Mutlaq's guards opened fire to disperse the crowd after they threw objects at his convoy. Two people were wounded, the witness said.
In a statement following the incident, Mutlaq said some "rogue elements" at the protest had tried to kill him.
"Upon the deputy prime minister's arrival, the protesters greeted him with great warmth...but some rogue elements which seek to divert the protesters from their legitimate demands carried out a cowardly assassination attempt against Doctor Mutlaq," it read.
Protesters are demanding an end to marginalization of Iraq's Sunni minority, which dominated the country until the U.S.-led invasion of 2003 that toppled Saddam Hussein.
They want Maliki to abolish anti-terrorism laws they say are used to persecute them.
Echoing slogans used in popular revolts that brought down leaders in Egypt, Yemen, Tunisia and Yemen, protesters have also been calling on Maliki to step down.
"Is this the way to deal with peaceful protesters? To shoot them? This is really outrageous," said protester Ghazwan al-Fahdawi, displaying empty bullet casings from shots he said had been fired by Mutlaq's guards.
In the northern city of Mosul, the provincial council called a three-day strike to press Baghdad to release women prisoners and stop targeting Sunni politicians.
Protests flared last week in Anbar province after troops loyal to Maliki detained bodyguards of his finance minister, a Sunni.

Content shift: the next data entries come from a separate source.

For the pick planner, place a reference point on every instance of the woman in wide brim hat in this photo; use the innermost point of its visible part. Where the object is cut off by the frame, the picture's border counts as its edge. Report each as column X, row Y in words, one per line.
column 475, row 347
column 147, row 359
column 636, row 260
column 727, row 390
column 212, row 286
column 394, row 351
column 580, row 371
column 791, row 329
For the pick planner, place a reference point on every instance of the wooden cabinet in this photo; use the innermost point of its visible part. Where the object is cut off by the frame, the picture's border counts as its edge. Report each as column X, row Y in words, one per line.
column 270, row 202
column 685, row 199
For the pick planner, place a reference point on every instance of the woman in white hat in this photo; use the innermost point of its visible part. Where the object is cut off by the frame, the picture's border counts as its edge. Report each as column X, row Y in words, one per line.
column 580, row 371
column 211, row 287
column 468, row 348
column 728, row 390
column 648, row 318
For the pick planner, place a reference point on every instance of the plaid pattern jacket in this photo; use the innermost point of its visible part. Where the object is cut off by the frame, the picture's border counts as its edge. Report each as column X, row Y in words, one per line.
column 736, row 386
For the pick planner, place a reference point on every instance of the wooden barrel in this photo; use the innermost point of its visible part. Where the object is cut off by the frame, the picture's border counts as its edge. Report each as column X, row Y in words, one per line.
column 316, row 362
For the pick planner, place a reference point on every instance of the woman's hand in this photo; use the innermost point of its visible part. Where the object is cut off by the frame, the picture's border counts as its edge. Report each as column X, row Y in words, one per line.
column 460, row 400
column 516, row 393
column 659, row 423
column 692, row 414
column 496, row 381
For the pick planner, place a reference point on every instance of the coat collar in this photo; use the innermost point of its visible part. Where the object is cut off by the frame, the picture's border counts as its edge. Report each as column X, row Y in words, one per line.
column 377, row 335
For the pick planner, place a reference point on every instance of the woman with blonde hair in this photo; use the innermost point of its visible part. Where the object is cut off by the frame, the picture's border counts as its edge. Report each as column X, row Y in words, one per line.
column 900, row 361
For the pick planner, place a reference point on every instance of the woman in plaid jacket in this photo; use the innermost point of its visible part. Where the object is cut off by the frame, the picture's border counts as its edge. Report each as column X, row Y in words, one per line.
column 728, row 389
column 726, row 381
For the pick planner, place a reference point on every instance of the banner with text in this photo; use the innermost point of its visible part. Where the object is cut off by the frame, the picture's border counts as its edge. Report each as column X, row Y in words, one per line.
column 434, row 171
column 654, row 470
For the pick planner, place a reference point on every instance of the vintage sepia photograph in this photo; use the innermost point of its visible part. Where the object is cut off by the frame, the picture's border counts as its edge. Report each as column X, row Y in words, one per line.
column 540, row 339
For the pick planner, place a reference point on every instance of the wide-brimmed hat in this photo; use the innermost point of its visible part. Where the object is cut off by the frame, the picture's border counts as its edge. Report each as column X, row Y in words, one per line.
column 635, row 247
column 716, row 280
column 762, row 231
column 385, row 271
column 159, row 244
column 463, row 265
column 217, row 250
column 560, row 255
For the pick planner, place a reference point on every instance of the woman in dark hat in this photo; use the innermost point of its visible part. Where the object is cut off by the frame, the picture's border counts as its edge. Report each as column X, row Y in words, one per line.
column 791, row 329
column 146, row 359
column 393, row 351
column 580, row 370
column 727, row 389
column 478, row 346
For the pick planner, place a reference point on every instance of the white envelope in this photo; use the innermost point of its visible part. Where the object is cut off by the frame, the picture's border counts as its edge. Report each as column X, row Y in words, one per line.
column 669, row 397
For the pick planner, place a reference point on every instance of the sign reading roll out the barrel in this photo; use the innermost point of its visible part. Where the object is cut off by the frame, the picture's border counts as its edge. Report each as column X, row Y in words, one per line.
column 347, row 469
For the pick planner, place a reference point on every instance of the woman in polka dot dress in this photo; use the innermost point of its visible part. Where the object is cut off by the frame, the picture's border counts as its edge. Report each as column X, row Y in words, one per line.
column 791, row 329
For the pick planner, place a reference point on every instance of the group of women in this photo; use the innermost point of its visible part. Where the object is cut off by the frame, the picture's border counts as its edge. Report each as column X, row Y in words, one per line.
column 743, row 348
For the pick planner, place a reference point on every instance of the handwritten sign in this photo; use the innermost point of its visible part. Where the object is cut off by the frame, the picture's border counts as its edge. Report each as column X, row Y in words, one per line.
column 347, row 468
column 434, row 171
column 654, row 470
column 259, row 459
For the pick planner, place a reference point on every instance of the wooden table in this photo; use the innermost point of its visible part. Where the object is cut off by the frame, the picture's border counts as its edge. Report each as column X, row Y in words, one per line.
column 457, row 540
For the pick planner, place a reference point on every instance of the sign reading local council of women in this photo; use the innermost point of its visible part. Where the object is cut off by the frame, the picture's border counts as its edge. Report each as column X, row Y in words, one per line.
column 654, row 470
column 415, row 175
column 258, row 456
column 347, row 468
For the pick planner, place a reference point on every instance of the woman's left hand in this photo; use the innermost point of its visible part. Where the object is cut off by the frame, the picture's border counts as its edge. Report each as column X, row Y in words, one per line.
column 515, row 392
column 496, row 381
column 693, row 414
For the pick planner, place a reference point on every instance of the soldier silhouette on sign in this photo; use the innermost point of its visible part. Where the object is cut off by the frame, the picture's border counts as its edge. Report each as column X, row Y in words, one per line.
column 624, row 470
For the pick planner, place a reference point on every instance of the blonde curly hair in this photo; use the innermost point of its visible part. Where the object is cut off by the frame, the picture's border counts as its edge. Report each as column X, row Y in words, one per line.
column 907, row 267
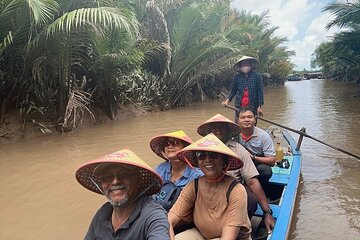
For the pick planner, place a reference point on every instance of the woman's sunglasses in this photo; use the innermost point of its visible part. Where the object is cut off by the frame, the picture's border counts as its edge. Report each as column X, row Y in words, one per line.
column 174, row 143
column 201, row 155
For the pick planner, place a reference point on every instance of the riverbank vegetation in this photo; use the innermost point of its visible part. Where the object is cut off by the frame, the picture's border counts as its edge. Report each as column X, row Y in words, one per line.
column 340, row 57
column 60, row 59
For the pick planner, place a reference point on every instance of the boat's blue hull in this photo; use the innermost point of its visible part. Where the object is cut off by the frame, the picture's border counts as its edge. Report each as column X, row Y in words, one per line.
column 288, row 181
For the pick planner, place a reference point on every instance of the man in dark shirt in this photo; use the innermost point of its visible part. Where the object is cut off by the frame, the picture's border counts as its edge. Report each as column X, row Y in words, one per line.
column 127, row 182
column 247, row 86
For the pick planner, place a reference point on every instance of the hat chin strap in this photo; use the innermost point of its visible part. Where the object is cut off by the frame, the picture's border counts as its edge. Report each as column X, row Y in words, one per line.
column 128, row 203
column 219, row 178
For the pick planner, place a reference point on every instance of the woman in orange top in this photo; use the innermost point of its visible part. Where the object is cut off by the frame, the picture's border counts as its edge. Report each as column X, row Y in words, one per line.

That came just hours after Iraqi President Jalal Talabani, a Kurd seen as a steadying influence on the country's tumultuous politics, was flown abroad for medical care.
The Arab League described recent developments as "worrying" and called for dialogue in a statement released on Friday.
A year after U.S. troops left, sectarian friction, as well as tension over land and oil between Arabs and ethnic Kurds, threaten renewed unrest and are hampering efforts to repair the damage of years of violence and exploit Iraq's energy riches.